DNA implementation for optical waveguide as a switchable transmission line and memristor

In this paper, an optical waveguide has been developed based on the (Deoxyribonucleic acid) DNA core as a multi-slab structure by switching characteristic at 300 THz. We show that how the DNA with various electrical characteristics can be considered as a reconfigurable material which is placed between two optical metal layers. Therefore, we can control the current and voltage density values based on the divergence of the DNA types as an optical switch. Moreover, we can select the Au and Ag for the metal coat.
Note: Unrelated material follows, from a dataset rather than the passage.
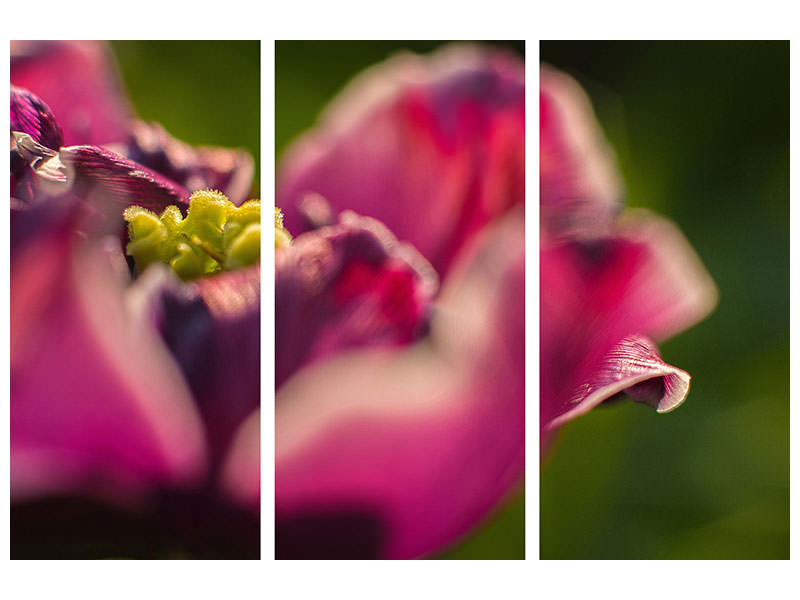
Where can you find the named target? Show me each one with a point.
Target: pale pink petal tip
(635, 368)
In this research, we demonstrate that the Ag/DNA/Ag and Au/DNA/Ag have better performance in switching qualification than Au/DNA/Au model as a conventional structure. This DNA core waveguide has a switchable feature which cannot be found at any conventional plasmonic waveguide. The FDTD time domain is used for simulating the waveguide and the current density is considered as an ON/OFF switch. We carry out parametric studies for the physical dimensions of the waveguide and illustrate that how we can improve the switching characteristic. Moreover, we have checked the coupling effect between the transmission lines and defined the figure of merit for switching quality. This structure can be considered as an optical memristor and optical "YES" gate which couldn't be obtained by other graphene waveguide while it became feasible based on DNA switching feature.